Vascular Ring

What is a vascular ring?

In general, a vascular ring occurs when a child’s aorta — the body’s largest blood vessel — or its branches form abnormally, so that they encircle and constrict the trachea and usually the esophagus. This compression can cause breathing and swallowing problems.

There are several types of vascular rings. The most common are:

  • double aortic arch. In this type of ring there are two aortic arches. Typically, one of the arches is dominant and the other is small and underdeveloped, although they can be equal in size. The branches from these two aortic arches surround the trachea and esophagus.
  • right aortic arch with aberrant subclavian and left ligamentum. In this type of vascular ring, the child’s aortic arch curves right and the left subclavian artery, which branches from the aortic arch, passes behind their esophagus and airway instead of in front of the airway. The ligamentum arteriosus (a blood vessel remnant) passes between the left subclavian artery and left pulmonary artery, completing the ring.
  • left aortic arch with aberrant right subclavian artery. In this type, the right subclavian artery passes behind the trachea or the esophagus, which compresses.
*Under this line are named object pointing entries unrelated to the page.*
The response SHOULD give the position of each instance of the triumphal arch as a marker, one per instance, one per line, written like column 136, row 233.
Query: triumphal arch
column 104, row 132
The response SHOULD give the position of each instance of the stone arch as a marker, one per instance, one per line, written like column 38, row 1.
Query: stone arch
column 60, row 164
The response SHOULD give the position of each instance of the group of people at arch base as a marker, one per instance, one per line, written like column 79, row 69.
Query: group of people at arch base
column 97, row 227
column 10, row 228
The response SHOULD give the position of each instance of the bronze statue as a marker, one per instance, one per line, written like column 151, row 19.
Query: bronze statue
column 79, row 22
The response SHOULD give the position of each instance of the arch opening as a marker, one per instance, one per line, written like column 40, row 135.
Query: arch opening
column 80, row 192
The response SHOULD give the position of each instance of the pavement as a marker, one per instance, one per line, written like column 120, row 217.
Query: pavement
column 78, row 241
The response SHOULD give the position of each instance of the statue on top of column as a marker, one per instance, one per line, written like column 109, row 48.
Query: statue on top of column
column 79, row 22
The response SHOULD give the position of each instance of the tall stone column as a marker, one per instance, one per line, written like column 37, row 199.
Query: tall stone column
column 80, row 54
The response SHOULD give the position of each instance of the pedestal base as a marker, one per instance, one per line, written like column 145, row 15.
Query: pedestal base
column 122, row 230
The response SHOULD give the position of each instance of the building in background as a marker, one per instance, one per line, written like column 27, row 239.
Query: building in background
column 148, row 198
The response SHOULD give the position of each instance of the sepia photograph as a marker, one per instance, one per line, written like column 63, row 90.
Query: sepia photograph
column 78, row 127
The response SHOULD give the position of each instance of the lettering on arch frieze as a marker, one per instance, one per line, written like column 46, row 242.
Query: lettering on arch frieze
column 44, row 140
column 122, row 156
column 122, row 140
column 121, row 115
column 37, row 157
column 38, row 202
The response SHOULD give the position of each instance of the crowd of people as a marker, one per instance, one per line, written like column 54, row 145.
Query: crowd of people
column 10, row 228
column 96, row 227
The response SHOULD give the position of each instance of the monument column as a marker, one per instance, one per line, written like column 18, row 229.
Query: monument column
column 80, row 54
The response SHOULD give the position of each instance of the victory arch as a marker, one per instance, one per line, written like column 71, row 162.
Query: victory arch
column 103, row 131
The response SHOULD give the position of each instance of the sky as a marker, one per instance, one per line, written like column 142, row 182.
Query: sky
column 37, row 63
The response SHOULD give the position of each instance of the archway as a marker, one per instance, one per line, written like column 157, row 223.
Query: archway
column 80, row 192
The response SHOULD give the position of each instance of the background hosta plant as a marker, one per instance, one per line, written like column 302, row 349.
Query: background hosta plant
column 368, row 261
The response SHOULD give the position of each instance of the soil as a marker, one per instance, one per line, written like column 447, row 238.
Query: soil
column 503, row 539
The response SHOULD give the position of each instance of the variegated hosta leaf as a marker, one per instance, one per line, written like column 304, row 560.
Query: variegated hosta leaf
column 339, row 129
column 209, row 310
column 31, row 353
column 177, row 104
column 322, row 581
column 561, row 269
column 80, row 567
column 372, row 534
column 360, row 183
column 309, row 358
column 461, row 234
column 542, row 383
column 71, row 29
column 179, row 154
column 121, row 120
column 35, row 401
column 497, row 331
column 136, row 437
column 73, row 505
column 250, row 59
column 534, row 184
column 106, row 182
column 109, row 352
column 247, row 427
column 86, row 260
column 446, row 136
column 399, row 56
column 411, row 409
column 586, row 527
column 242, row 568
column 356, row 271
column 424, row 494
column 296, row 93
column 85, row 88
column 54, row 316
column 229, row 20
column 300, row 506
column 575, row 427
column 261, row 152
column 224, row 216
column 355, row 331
How we care for vascular rings at Boston Children’s Hospital

The clinicians in Boston Children’s Esophageal and Airway Treatment Center and Benderson Family Heart Center work together to provide collaborative care and, when necessary, surgery for children with vascular rings and airway or esophageal compression. We are the only hospital in the U.S. to repair vascular rings with a combination of these procedures in one comprehensive surgical procedure. This helps ensure that the problem is treated thoroughly and prevents the need for future procedures. This depth and breadth of experience also allows us to revise incomplete or failed repairs performed elsewhere with recurrence of airway or esophageal symptoms.

Our areas of innovation for vascular rings

Surgery to divide the vascular ring was pioneered at Boston Children’s Hospital in 1945, with the first successful operation on a child with a double aortic arch. Today, we sometimes perform this procedure using robotic surgery equipment, allowing your child the benefits of minimally invasive surgery and improved surgical precision. We also offer the latest surgical techniques for treating vascular rings.